Interpretation, 162-184. Again, Dr. Allison discusses this across four periods: early church, middle ages, reformation/post-reformation period, and modern period. The early church inherited varying literal, midrashic, and Philonic approaches. Jesus and typology: Jonah (Jon.1.17) and 3-day burial (Mt.12.38-41), Moses’ lifting of the servant in the wilderness (Num.21.4-9) and Jesus’ exaltation (Jn.3.14-15). We learn of Clement of Alexandria, Origen, the “Alexandrian School” of exegesis and the literal and allegorical hermeneutics (163). In contrast to Alexandria, the Antiochian School, Diodore of Tarsus, Theodore of Mopsuestia, Theodoret, and Chrysostom use the literal and typological (with cautions) hermeneutics (164).

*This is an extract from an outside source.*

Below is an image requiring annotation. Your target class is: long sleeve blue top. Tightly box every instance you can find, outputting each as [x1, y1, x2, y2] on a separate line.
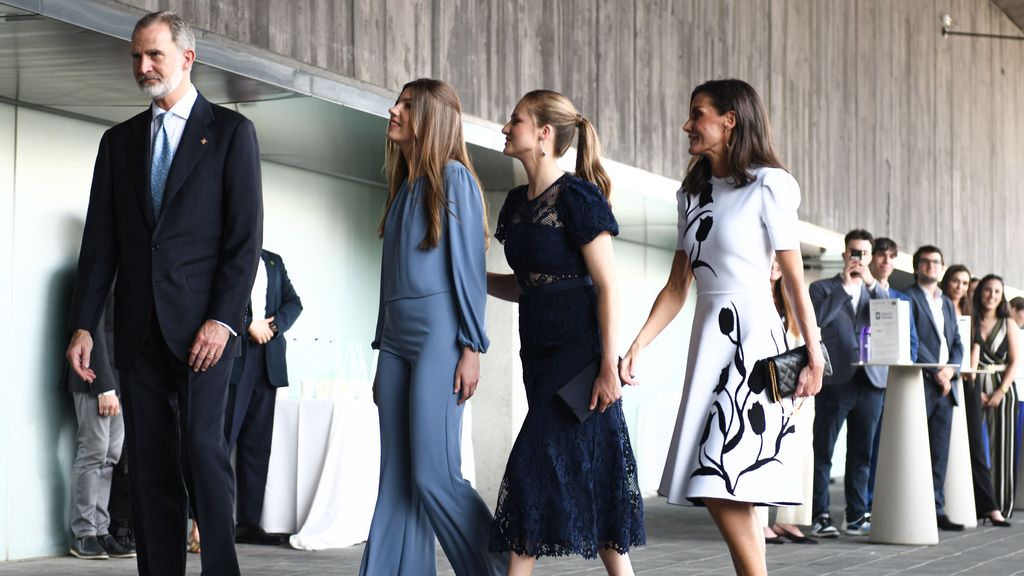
[371, 160, 490, 352]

Theodore of Mopsuestia complained: “Countless students of scripture have played tricks with the plain sense of the Bible and want to rob it of any meaning it contain….they make up inept fables and called their inanities ‘allegories.’ They so abuse the apostle’s paradigm [DPV, Gal.4.24] as to make the holy texts incomprehensible and meaningless” (165, Theodore of Mopsuestia, Commentary on Galatians, cited in Joseph W. Trigg, Biblical Interpretation (Wilmington, DE: Glazier, 1988(m 173)). Bultmann sounds like Origen's boys on steroids.